Teachers, who by union contract got a say in the changes, agreed with Lott’s conclusion. They voted, with a sense of relief, to return to the shorter day.
Teacher-To-Teacher Time
For the past three years, teachers have met for an hour each morning without kids. Some days, they work with colleagues teaching the same grade to plan field trips or interdisciplinary projects on topics like slavery. Other days, they learn how to use iPads and Apple TVs. Teachers also comb through student data, help each other plan lessons and analyze how those lessons went.
Rhone said the extra time has helped her grow from a struggling teacher who risked getting fired to a mentor teacher with leadership roles in the school. Though the day is shorter, instruction is more efficient, said sixth-grade teacher Tavares Bussey. “The kids are getting more out of it.”
The past two years, Brennan-Rogers has posted the highest gains in the district on state standardized tests. Student behavior has calmed down. Based on lessons from Brennan-Rogers, New Haven has shifted its focus to adding time for teachers instead of for kids.
“We’ve focused on making the time that we have already with kids more useful, more powerful,” Superintendent Garth Harries said.
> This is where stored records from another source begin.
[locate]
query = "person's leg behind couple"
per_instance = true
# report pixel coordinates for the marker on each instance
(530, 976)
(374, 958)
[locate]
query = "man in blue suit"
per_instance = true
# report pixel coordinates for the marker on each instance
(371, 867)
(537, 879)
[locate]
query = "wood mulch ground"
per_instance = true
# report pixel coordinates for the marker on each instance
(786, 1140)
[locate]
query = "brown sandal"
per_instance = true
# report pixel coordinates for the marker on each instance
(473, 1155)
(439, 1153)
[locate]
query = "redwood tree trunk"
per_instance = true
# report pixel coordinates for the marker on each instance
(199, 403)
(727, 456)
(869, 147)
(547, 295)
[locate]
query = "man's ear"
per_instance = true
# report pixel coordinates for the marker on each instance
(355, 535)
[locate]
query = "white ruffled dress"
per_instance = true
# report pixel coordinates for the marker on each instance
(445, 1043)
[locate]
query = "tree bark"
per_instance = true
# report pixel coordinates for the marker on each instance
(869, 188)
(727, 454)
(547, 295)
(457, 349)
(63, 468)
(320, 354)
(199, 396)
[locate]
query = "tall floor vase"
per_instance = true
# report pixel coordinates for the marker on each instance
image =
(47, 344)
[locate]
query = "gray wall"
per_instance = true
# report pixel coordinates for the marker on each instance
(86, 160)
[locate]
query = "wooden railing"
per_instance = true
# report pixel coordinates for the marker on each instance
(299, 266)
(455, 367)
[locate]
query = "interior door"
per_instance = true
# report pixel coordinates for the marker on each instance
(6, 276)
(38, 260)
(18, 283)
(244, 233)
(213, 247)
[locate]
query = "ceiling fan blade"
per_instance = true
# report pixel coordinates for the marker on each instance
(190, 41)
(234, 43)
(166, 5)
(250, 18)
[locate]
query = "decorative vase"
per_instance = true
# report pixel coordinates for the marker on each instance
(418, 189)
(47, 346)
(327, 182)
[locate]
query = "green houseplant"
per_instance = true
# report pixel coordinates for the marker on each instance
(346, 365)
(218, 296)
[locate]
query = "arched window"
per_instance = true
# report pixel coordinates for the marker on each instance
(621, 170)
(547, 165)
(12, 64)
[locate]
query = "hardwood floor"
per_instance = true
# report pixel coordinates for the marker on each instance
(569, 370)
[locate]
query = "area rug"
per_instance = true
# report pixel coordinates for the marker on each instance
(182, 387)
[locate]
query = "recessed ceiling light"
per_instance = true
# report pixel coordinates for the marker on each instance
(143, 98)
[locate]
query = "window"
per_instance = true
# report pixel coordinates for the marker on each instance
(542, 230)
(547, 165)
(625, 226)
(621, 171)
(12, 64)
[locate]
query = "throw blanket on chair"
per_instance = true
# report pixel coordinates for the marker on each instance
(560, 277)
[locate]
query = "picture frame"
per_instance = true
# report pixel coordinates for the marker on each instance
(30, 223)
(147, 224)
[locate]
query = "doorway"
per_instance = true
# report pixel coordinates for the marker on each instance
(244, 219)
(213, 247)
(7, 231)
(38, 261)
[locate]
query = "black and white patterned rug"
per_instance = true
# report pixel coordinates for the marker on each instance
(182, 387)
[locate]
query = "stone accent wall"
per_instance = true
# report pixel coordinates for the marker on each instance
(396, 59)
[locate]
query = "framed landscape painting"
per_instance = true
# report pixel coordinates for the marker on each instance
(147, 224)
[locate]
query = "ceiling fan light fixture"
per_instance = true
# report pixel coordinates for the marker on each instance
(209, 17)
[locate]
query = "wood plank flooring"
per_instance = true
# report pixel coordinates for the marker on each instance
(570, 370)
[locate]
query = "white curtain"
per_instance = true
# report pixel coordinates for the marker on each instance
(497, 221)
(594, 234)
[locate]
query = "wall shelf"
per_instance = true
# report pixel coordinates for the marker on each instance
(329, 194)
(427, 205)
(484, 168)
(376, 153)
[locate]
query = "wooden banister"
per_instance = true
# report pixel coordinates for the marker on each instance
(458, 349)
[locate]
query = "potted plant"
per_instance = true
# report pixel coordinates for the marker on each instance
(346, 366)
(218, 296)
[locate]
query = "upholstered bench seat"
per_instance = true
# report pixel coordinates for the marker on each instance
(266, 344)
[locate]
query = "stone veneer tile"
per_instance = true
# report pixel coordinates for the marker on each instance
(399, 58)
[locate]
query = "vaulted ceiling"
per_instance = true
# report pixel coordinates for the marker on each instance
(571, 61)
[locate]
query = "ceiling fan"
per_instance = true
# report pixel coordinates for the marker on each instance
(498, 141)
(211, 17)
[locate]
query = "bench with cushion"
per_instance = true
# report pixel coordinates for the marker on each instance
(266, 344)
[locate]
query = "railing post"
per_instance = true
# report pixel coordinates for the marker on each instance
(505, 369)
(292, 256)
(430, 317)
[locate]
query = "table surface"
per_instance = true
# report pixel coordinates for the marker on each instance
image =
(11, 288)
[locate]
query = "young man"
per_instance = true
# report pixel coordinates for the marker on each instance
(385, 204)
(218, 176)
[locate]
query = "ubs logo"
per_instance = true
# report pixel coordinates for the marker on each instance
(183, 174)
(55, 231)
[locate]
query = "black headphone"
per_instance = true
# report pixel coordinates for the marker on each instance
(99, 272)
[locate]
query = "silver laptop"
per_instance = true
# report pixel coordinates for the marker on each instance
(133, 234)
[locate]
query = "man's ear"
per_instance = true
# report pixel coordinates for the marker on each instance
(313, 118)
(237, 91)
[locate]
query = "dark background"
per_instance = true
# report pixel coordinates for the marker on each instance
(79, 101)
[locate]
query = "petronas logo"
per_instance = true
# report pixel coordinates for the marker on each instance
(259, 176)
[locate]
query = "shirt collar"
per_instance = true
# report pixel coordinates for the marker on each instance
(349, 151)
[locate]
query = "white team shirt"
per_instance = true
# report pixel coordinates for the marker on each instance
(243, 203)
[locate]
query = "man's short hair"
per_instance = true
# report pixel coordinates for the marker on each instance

The latest teachers’ contract requires all schools to add 15 minutes a day for teacher collaboration time.
The Brennan-Rogers case reflects challenges faced by schools nationwide that are part of the federal turnaround grant program, said Jennifer Davis, president of the National Center on Time and Learning, which advocates for extended learning time. Federal authorities require those schools to add instructional time, but they often rush into the changes without enough advance planning, and they don’t add enough time for teacher collaboration and training.
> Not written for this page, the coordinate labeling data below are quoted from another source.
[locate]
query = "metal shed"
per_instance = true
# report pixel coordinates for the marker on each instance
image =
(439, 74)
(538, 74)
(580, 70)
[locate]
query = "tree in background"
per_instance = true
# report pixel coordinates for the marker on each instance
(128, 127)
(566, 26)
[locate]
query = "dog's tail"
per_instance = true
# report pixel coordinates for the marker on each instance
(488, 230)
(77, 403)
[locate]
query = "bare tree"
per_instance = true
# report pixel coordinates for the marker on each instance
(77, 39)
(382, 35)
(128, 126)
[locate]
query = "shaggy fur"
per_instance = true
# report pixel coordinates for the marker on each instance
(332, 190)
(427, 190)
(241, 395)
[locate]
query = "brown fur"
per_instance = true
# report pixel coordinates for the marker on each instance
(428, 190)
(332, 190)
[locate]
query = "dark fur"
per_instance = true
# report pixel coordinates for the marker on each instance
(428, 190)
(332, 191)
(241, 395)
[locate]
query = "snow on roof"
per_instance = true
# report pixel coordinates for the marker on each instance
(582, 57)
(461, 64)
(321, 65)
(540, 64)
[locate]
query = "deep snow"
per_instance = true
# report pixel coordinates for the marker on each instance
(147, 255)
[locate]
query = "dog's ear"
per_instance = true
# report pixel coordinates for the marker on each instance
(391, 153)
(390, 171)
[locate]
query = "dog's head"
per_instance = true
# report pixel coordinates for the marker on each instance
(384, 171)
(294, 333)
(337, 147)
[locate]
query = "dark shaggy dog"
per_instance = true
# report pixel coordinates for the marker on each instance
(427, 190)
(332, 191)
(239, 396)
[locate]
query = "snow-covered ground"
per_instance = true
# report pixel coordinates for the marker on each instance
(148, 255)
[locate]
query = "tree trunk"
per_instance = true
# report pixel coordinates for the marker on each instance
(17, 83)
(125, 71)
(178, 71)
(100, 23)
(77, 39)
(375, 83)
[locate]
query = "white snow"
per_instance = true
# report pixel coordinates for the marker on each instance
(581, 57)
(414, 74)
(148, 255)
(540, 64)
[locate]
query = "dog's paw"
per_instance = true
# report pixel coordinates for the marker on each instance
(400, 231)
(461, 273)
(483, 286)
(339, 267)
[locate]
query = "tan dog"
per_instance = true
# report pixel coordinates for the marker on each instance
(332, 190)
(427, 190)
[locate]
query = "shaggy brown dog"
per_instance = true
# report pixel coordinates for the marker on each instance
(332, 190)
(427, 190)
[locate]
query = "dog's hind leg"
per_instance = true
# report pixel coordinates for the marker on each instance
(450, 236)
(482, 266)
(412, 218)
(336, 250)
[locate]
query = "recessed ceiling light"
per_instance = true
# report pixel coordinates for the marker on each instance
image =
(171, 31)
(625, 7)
Schools can overcome those challenges by taking a full year to plan their schedules thoughtfully, Davis argued. She contends that schools don’t need to abandon extra student time to create more time for teachers.
“It’s a shame that a district school that had moved in this direction is going backwards,” Davis said of Brennan-Rogers. A recent report by her organization found that expanded-time schools are most successful in boosting student achievement when students and teachers both get more time to learn.
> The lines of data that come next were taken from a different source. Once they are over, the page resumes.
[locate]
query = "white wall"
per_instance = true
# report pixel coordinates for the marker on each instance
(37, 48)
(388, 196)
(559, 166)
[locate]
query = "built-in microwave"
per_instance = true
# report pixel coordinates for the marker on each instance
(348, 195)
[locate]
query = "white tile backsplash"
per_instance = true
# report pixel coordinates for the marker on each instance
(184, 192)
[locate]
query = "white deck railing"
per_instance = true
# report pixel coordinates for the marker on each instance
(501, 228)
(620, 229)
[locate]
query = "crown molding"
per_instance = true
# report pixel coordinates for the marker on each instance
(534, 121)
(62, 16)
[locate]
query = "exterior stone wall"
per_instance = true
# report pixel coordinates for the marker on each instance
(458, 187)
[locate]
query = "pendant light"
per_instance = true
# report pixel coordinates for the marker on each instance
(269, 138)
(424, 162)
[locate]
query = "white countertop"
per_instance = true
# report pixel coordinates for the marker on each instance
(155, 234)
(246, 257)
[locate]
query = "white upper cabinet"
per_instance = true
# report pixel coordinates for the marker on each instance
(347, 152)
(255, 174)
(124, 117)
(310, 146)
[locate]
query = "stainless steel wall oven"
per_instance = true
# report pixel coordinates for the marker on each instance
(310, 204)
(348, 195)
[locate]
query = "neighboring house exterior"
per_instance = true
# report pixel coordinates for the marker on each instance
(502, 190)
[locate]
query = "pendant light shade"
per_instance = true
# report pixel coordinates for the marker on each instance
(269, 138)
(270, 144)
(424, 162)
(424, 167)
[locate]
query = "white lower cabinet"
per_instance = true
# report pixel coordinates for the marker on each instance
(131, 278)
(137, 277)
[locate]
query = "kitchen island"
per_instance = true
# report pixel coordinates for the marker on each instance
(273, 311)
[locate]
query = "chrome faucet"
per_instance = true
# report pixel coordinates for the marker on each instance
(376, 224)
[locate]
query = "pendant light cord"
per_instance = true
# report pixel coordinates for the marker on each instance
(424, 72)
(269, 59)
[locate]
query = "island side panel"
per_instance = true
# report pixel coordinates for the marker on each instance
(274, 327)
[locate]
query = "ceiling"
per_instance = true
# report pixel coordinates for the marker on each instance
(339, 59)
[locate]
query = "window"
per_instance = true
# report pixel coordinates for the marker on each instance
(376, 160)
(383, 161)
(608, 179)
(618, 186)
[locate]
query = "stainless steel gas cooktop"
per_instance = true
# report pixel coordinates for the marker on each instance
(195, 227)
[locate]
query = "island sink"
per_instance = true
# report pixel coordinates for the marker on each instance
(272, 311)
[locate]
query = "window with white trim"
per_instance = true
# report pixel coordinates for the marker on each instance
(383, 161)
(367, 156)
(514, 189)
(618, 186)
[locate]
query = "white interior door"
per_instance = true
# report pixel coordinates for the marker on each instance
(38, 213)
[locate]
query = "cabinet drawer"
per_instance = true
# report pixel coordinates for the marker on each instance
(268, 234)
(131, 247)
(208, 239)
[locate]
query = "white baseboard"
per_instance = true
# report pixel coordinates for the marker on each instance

Gail DeBlasio, who replaced Principal Lott last fall, said after spending three years focusing on helping teachers improve instruction, the school is now ready to introduce a modest increase to the length of the student day. In September, Brennan-Rogers plans to add 15 minutes a day for students. Still, the focus won’t be on more academics. Instead, there will be a 30-minute morning meeting for kids to work on communication skills and conflict resolution.
DeBlasio said the city’s academic requirements are so stringent that her staff doesn’t have time to teach the interpersonal skills that students “urgently need.” In the housing projects behind the school, a student’s 21-year-old brother was shot dead last October. Many other students are exposed to gun violence where they live. Students need a space to process trauma and learn to de-escalate conflict in their own lives, she argued.
“It’s going to be difficult to concentrate in class” while dealing with trauma and unresolved conflict, DeBlasio said. “We’re hoping this will have a significant impact.”